Introduction
Sepsis is one of the leading causes of admission to the intensive care unit (ICU). No definitive treatment exists, and despite advancement in supportive therapies, mortality is still high. Today, a minority of patients succumb in the initial phase of acute shock, and rather enters the ensuing more prolonged phase of intensive care, characterized by multiple organ failure (MOF) and the need for organ-supportive therapies. Today, the primary cause of death from sepsis is due to unresolving MOF with withdrawal of supportive therapies [
1,
2]. The initial phase of sepsis is dominated by the systemic inflammatory response syndrome (SIRS) [
3]. This proinflammatory response will gradually convert to an antiinflammatory response, denoted the compensatory antiinflammatory response syndrome (CARS) [
4]. In this latter stage, immune cell function of all major cell lines, such as dendritic cells, lymphocytes, and neutrophils, has been suggested to be downregulated, leading to an immunoparalysis, or anergy, which could leave the patient more vulnerable to deleterious secondary infections [
5‐
8].
Mitochondrial dysfunction has been implicated as a causative mechanism for reduced activity of immune cells in sepsis. Several investigations have demonstrated reduced function of different aspects of mitochondrial respiratory activity of peripheral blood immune cells (PBICs) in the early disease stages of sepsis patients admitted to the ICU [
9‐
11]. The results are, however, somewhat divergent, probably reflecting differences in study population, experimental setup, and what mitochondria-specific markers have been chosen for normalization of respiration to cellular content of mitochondria. The evolution of mitochondrial respiratory function in PBICs in the later stages of sepsis is still largely unknown. Also, it is clear from several studies that sepsis induces a biogenesis response in which mitochondrial mass, number, and/or function increases after the initial phase of the septic event [
12‐
14].
As PBICs play a central role in the septic syndrome and with the obvious dynamic changes occurring in the course of sepsis, we were interested in exploring the evolution of mitochondrial respiratory function in human PBICs and its relation to outcome.

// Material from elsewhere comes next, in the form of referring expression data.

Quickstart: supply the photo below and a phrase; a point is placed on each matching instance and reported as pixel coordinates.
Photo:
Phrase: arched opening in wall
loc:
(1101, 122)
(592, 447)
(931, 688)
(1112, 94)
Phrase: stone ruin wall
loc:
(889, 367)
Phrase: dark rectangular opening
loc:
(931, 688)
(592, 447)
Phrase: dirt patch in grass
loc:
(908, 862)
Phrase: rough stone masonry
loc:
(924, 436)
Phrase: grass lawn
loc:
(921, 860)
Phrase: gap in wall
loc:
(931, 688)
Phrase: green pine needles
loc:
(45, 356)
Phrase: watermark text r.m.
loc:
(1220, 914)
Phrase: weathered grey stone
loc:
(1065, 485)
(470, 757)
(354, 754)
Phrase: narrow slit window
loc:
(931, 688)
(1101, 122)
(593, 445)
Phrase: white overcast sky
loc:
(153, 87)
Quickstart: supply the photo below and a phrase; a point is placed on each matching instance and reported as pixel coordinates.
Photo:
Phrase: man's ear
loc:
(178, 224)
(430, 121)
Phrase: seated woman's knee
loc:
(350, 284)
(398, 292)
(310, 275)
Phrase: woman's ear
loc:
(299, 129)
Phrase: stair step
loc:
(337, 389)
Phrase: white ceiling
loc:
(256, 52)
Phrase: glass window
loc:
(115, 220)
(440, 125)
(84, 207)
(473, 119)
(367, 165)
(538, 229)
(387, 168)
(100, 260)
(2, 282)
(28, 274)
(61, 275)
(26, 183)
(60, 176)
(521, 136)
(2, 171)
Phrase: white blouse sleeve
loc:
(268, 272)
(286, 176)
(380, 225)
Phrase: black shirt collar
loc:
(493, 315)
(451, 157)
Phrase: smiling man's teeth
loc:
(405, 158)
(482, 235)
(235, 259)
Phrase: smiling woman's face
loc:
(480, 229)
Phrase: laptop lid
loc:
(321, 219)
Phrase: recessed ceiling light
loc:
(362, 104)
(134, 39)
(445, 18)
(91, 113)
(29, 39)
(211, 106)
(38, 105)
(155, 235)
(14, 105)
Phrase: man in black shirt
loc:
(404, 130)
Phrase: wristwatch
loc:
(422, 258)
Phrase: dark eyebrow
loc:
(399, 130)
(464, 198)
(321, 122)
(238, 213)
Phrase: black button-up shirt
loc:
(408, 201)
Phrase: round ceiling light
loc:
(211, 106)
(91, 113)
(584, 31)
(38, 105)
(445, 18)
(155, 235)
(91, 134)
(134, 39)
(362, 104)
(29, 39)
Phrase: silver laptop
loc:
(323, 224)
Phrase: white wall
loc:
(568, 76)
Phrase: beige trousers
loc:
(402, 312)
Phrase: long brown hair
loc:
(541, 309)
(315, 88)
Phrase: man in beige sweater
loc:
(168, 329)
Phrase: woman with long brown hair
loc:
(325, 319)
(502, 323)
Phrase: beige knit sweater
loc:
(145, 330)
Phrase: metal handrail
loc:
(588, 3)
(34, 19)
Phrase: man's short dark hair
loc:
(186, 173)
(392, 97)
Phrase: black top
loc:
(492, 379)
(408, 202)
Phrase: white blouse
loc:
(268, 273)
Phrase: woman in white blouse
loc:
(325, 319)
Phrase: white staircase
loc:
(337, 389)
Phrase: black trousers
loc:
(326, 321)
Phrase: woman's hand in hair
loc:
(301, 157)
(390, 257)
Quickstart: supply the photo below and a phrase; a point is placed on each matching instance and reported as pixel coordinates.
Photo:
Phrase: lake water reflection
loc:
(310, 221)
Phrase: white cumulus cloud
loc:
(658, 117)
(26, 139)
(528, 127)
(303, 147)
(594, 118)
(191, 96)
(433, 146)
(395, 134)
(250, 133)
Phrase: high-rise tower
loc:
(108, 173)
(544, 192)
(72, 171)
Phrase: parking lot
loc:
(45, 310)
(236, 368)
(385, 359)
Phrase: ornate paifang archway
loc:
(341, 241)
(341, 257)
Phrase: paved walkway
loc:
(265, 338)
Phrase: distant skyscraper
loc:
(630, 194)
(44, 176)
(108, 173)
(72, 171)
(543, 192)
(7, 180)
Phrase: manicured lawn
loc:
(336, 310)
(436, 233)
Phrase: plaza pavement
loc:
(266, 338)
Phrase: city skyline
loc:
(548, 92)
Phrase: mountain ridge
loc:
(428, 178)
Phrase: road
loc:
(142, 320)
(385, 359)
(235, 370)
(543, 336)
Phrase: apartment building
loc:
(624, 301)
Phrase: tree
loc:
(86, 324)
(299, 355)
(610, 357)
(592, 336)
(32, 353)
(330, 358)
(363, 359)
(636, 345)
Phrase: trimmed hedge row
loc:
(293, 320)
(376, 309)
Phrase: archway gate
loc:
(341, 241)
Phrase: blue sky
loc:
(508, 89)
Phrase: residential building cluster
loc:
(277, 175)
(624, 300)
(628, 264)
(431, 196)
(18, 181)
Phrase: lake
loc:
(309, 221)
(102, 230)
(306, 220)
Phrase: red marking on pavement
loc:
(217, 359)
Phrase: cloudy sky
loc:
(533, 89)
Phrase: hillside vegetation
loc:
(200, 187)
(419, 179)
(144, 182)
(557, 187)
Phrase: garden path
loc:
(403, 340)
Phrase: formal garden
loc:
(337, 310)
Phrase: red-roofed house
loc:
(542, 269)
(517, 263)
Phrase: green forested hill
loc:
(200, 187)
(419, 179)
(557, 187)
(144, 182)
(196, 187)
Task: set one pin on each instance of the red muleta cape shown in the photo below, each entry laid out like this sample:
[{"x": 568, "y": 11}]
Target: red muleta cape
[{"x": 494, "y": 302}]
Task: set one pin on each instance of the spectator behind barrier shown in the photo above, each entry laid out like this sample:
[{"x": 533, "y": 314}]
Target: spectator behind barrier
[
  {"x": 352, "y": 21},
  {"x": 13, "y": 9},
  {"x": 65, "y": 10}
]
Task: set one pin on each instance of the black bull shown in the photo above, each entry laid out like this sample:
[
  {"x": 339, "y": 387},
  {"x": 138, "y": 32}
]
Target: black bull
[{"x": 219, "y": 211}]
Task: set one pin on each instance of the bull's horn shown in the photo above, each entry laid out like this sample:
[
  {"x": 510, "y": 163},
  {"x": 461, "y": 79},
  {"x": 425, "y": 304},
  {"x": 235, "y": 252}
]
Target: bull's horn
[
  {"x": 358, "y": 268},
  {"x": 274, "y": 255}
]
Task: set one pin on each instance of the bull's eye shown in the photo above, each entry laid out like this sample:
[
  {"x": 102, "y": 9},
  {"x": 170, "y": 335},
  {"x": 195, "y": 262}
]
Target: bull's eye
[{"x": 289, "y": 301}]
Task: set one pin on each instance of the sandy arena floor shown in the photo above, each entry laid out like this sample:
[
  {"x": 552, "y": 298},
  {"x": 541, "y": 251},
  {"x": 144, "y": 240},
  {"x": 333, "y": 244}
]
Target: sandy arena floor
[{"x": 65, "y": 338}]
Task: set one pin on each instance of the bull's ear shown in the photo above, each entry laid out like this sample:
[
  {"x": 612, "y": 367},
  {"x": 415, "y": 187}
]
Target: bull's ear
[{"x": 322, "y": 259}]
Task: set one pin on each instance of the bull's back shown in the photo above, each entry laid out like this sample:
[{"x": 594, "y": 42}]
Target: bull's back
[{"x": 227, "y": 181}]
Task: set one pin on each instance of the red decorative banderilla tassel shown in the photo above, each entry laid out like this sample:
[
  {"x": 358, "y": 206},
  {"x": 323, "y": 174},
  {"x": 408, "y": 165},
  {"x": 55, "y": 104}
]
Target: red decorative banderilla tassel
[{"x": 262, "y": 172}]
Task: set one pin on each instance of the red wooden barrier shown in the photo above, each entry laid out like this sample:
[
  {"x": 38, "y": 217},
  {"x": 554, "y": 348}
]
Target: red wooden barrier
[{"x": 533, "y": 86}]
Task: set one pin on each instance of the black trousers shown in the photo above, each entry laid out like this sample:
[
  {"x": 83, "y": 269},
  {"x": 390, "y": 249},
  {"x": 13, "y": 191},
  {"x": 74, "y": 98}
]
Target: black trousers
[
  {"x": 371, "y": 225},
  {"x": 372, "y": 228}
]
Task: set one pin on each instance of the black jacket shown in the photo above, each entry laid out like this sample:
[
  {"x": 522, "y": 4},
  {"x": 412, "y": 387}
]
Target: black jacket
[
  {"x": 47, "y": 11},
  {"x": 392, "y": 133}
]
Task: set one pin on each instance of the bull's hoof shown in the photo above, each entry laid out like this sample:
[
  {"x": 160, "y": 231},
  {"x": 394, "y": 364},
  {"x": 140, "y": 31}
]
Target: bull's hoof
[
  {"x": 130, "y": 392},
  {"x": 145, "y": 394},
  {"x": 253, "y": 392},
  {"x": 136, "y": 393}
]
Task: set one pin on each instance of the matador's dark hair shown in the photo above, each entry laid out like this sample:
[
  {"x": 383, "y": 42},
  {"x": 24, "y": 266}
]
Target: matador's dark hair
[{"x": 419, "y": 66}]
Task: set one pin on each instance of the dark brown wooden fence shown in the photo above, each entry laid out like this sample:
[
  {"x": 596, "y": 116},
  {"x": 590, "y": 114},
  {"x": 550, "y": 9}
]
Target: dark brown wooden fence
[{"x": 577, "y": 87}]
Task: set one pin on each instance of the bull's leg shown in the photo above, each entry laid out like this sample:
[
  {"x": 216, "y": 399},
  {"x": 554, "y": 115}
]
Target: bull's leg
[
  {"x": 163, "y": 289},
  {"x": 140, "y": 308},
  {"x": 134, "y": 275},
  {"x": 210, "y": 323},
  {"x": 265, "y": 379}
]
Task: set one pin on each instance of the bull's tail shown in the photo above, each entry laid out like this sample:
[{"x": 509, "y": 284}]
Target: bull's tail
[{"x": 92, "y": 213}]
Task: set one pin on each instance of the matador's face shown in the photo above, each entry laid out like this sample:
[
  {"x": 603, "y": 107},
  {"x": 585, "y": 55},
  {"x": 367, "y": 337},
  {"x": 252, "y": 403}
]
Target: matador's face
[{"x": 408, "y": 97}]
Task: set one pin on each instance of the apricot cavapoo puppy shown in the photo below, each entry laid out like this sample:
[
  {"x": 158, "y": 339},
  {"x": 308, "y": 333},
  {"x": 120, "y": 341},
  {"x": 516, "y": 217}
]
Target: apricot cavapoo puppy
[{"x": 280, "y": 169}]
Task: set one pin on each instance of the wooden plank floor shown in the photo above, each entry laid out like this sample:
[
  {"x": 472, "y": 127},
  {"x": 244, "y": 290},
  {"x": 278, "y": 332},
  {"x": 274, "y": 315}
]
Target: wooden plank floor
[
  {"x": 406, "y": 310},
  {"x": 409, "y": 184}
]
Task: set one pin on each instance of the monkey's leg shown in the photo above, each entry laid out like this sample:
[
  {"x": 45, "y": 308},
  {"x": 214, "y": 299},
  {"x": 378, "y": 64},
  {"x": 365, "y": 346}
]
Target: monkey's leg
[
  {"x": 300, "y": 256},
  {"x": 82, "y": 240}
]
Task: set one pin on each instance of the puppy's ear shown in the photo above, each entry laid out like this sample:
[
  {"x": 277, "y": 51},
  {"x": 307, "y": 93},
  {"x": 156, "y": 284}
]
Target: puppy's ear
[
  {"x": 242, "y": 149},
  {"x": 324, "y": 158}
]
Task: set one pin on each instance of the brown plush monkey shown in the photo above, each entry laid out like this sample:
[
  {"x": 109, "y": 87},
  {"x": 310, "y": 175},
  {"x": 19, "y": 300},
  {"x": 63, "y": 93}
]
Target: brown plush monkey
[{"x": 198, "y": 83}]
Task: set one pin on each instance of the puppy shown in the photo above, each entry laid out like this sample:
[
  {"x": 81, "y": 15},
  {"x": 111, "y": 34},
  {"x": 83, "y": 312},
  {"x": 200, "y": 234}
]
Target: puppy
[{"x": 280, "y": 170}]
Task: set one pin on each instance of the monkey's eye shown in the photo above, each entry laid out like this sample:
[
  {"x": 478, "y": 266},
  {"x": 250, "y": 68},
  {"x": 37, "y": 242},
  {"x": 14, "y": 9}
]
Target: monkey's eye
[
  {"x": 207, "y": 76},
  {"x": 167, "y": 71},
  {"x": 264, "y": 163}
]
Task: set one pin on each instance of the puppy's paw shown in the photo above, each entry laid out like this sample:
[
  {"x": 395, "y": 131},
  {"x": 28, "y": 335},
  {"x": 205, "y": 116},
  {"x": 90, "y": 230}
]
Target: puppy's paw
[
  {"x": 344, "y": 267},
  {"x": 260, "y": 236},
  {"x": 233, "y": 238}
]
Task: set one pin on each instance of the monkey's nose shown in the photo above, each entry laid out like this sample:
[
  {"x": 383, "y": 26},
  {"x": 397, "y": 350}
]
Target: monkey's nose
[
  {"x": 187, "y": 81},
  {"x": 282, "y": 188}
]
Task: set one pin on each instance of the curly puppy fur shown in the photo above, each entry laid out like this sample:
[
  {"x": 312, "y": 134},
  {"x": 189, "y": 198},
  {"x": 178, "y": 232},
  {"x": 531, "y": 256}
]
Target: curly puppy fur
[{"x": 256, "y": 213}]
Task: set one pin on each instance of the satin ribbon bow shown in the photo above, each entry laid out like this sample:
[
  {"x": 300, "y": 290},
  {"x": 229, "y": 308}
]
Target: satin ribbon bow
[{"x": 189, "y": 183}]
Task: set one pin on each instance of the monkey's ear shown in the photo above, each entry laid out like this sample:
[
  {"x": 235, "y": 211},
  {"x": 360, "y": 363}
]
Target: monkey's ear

The specific aims of the present study were to investigate PBIC mitochondrial respiration, by using high-resolution respirometry, during the first week of sepsis and to evaluate the response in relation to three different markers of mitochondrial content. Also, we evaluated whether mitochondrial respiration in PBICs differed between survivors and nonsurvivors.
Materials and methods
Patients
The study was approved by the scientific ethical committee of Copenhagen County, Denmark (H-C-2008-023), and the regional ethical review board of Lund, Sweden (113/2008, 79/2011, 89/2011). Patients were recruited from the intensive care units (ICUs) of Lund University Hospital and Copenhagen University Hospital, Rigshospitalet. Written, informed consent was obtained from the patient or next of kin. In Denmark, consent from the patient’s primary health care physician was also required if the patient was not able to consent. The diagnosis of sepsis was established by definitions previously described [
3], and severe sepsis was defined as sepsis complicated with at least one organ failure, defined as sequential organ failure score (SOFA) ≥2. Septic shock was defined as circulatory failure requiring inotropic support to maintain a systolic blood pressure >90 mm Hg or mean arterial pressure >65 mm Hg, after adequate fluid resuscitation. Patients were included within 48 hours after their admission to the ICU. For patients transferred from other hospitals, the diagnosis of sepsis should not have been made more than 24 hours before ICU admission. Patients with known mitochondrial disease, hematologic malignancy, or who were pregnant were excluded. Blood samples were taken at three different time points during the first week after admission to the ICU: within the first 48 hours (days 1 to 2), at days 3 to 4, and at days 6 to 7. Thirty-one healthy individuals served as controls, from whom blood samples were taken after written and informed consent was acquired.
Sample preparation
In patients, a maximal volume of 40 ml of blood was drawn from an existing arterial line in K
2EDTA tubes (Vacuette®, Greiner Bio-One GmbH, Kremmünster, Austria). In controls, blood samples were taken via venous puncture in K
2EDTA tubes. PBICs were isolated from whole blood by Ficoll gradient centrifugation [
15]. After washing in normal saline, cells were resuspended in 200 to 400 μl of saline, depending on yield, together with 50 to 100 μl of the subject’s own plasma. Final concentration was determined in a Swelab Alfa hematology analyzer (Boule Medical AB, Stockholm, Sweden). Median cell count after preparation was 100 × 10
6 cells/ml (range, 15 to 280). Respirometric measurements were performed within 5 hours of sampling. The analyzed contents from the respirometry chamber were stored frozen until further use.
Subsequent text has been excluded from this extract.